21st-century folk music has experienced a movement towards a more urban setting, and can be frequently found in cities with hefty hipster populations. Though there is nothing wrong or right about folk’s evolution, the current state of its more popular compositions means it’s a little harder to find stuff that sticks closer to what is arguably one of the genre’s roots: nature. Local duo Jake Swamp and the Pine, however, are bringing the outdoors back to folk with their latest single “Chapstick and Change.”
Following their first EP from 2019, “Chapstick and Change” is the second single from the band’s upcoming album, which will be released in October. It was written by guitarist and lead vocalist Drew Zieff while visiting his grandparents in Florida. “Drew was packing up his things when he heard his grandma, who he calls Lala, yell from the other room: ‘don’t forget your chapstick and change!’ Drew yelled back, ‘HOLD THAT THOUGHT, LALA,’ and wrote the song in about 20 minutes,” explains Stuart Babcock, the band’s mandolinist. “We really want to embody the feeling of sitting around a campfire underneath a starry sky untouched by light pollution after a long day of hiking in the White Mountains,” says Zieff.
But this is 2020. We are at the heart of the COVID-19 pandemic, and being outdoors is nearly impossible. The two realized that their song might actually be something their fans could use during a time of uncertainty and, perhaps, unprecedented boredom. “It’s really a bang your fist on a table while drinking out of large steins at a wooden paneled bar sort of song,” said Babcock, the band’s mandolinist.

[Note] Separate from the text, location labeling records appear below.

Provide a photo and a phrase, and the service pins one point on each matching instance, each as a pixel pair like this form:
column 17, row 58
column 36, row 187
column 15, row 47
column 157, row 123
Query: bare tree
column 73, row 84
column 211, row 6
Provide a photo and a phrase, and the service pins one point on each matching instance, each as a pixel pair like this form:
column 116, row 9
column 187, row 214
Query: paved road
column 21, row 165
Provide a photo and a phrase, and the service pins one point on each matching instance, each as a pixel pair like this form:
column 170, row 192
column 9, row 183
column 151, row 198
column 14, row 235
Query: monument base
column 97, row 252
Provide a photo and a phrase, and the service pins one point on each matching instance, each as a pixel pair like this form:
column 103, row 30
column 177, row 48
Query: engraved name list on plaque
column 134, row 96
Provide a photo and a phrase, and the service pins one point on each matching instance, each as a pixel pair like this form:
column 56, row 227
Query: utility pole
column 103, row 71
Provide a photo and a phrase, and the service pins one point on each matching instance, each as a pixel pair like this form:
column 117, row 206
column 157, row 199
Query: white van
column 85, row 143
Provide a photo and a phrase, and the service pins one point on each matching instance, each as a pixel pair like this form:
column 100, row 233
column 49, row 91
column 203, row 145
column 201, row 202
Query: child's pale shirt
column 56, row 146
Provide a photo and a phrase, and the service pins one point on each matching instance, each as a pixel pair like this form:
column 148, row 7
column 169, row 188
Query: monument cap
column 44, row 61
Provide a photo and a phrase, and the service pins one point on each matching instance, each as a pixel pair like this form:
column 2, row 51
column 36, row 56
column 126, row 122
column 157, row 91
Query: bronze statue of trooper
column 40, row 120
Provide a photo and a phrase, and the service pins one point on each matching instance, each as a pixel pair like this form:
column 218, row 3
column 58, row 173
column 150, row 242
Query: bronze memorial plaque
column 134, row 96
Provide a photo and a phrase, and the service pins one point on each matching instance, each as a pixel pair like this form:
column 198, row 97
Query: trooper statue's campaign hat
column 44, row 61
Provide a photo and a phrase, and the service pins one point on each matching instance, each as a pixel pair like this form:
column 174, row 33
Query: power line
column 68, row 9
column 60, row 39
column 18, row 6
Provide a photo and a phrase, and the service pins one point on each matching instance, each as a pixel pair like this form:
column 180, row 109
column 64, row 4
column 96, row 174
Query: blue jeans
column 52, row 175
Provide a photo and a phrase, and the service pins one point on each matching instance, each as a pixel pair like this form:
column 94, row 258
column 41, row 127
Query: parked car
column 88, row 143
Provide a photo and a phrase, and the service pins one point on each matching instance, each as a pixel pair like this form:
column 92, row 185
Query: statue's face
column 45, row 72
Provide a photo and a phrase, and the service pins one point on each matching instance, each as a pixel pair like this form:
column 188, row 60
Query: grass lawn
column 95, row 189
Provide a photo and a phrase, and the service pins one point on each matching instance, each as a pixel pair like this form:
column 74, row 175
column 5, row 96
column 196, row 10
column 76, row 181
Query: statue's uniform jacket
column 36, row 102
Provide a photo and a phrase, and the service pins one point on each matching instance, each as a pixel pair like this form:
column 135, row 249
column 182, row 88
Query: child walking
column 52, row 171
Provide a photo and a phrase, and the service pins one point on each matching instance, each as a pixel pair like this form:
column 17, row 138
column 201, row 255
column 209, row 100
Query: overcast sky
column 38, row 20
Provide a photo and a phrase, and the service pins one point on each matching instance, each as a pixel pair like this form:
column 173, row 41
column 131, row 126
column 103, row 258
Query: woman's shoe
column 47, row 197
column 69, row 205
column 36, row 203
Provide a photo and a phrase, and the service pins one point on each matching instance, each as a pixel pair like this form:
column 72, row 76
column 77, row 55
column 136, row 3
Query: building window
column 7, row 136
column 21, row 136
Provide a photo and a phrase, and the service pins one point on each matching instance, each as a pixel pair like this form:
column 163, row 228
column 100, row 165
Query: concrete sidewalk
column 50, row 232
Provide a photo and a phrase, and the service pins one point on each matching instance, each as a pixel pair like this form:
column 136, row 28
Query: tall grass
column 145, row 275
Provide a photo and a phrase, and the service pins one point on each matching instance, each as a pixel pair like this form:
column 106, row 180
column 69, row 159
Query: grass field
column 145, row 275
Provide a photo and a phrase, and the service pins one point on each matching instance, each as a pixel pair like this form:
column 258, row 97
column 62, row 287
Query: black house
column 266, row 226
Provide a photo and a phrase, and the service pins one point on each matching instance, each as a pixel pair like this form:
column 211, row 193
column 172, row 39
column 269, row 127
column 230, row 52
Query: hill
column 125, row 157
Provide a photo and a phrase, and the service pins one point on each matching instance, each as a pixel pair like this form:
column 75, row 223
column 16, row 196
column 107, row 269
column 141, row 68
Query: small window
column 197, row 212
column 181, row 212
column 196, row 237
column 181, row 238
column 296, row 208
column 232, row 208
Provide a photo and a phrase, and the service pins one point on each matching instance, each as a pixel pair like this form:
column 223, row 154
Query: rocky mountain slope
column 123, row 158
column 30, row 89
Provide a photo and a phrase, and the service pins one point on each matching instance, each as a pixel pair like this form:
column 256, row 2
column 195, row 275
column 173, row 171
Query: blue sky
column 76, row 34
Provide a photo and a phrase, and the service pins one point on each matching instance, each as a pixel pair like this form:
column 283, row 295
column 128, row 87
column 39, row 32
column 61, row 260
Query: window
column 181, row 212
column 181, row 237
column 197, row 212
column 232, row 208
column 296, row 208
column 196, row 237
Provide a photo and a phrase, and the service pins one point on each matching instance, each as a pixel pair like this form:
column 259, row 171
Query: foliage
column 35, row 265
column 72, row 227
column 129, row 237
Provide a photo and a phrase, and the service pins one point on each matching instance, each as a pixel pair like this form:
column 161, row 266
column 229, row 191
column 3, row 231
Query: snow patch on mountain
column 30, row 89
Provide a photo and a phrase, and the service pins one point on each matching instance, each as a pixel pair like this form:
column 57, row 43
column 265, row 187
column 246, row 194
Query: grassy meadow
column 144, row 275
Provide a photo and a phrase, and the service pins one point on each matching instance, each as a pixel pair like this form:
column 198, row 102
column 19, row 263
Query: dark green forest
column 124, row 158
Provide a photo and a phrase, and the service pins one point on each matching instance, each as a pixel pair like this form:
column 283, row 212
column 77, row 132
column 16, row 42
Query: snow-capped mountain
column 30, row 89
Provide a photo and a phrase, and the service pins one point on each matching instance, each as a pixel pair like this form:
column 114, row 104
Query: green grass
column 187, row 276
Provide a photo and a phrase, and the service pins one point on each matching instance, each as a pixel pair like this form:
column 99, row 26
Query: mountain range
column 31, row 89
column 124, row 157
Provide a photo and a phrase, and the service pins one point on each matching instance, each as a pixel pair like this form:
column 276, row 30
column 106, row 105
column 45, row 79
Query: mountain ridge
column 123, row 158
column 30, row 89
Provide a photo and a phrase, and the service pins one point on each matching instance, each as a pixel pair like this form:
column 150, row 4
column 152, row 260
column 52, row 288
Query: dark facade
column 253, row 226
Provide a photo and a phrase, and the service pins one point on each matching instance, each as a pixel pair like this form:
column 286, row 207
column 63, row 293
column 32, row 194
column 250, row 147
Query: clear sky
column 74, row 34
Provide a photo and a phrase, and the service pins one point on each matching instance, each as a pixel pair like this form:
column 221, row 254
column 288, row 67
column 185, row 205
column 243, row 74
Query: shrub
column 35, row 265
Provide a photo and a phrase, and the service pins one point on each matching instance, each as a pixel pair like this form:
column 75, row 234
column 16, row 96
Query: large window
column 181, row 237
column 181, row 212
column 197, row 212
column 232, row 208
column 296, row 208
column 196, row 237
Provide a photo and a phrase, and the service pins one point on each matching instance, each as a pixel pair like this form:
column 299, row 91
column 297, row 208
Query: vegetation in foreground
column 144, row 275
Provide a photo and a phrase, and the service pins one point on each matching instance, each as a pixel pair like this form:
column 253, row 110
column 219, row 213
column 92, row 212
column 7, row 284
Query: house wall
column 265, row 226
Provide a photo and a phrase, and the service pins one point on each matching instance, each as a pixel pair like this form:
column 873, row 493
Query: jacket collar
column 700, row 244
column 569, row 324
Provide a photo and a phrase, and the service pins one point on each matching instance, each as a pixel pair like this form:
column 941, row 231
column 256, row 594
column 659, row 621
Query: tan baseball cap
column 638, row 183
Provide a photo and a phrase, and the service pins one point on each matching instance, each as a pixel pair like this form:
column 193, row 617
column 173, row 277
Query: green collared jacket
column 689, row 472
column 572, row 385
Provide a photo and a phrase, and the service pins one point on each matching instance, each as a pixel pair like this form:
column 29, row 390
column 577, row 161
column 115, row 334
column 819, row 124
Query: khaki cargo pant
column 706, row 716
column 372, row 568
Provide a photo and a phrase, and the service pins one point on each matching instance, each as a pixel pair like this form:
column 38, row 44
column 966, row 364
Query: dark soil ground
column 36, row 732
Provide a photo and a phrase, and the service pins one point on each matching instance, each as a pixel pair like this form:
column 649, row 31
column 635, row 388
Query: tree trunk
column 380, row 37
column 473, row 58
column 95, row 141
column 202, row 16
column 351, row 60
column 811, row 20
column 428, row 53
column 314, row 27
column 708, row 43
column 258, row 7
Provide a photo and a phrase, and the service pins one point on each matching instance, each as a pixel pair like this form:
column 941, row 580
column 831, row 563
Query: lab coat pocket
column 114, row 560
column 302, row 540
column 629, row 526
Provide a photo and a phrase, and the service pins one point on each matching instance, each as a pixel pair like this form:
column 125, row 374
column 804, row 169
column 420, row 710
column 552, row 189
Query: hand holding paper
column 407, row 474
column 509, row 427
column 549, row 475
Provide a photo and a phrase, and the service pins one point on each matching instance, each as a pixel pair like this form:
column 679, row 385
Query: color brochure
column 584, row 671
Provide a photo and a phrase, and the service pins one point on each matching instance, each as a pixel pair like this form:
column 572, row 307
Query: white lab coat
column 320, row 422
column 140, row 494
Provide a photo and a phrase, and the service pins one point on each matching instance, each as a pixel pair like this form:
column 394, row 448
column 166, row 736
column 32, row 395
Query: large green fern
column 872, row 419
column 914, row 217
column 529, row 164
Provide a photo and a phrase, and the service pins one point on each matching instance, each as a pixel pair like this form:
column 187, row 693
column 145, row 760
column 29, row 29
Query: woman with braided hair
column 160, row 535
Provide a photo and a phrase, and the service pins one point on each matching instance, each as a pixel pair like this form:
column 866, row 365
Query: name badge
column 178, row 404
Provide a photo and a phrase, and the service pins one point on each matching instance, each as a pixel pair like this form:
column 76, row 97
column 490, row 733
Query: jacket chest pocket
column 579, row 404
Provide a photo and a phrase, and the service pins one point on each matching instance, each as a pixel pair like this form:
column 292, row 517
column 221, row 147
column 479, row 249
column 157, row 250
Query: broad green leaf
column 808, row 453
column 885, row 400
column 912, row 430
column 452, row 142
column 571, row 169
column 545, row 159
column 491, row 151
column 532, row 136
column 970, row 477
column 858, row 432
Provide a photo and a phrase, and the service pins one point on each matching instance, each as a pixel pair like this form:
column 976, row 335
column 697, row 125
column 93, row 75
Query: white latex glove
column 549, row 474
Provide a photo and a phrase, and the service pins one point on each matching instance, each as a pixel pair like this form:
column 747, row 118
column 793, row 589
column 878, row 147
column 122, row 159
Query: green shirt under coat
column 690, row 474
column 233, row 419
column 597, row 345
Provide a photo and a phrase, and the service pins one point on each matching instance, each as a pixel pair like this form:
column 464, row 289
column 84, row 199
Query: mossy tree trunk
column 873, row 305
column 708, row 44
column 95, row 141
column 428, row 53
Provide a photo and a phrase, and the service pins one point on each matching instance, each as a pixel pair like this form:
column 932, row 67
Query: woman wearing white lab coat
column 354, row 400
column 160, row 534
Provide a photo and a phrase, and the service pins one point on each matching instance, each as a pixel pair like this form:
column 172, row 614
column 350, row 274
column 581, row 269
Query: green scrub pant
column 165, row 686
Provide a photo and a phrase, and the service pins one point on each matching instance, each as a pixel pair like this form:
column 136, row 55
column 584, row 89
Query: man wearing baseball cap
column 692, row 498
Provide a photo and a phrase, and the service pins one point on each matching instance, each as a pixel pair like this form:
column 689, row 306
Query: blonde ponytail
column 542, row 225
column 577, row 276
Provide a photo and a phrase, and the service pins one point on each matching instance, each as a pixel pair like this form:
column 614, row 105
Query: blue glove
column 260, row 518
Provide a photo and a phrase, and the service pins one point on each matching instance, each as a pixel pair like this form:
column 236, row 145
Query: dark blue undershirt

The two pushed the release date of “Chapstick and Change” in order to give people something to listen to while holed up in their apartments.
Zieff and Babcock also decided to release a previously unplanned video to accompany the single. “Chapstick and Change” is phonetically the kind of song that would be most at home playing from old speakers as you sit on a beat-up plastic chair in front of a campfire, the smell of smoke and pine all around you. This sits in stark contrast to the video that Zieff and Babcock produced, a compilation of videos sent to them by their fans and family: “We were surprised by the amount of people that wanted to get involved,” the duo said about their efforts to gather footage while on lockdown. “We thought that this would be a fun way to get people to act goofy and have some fun while putting positive content out in the world!”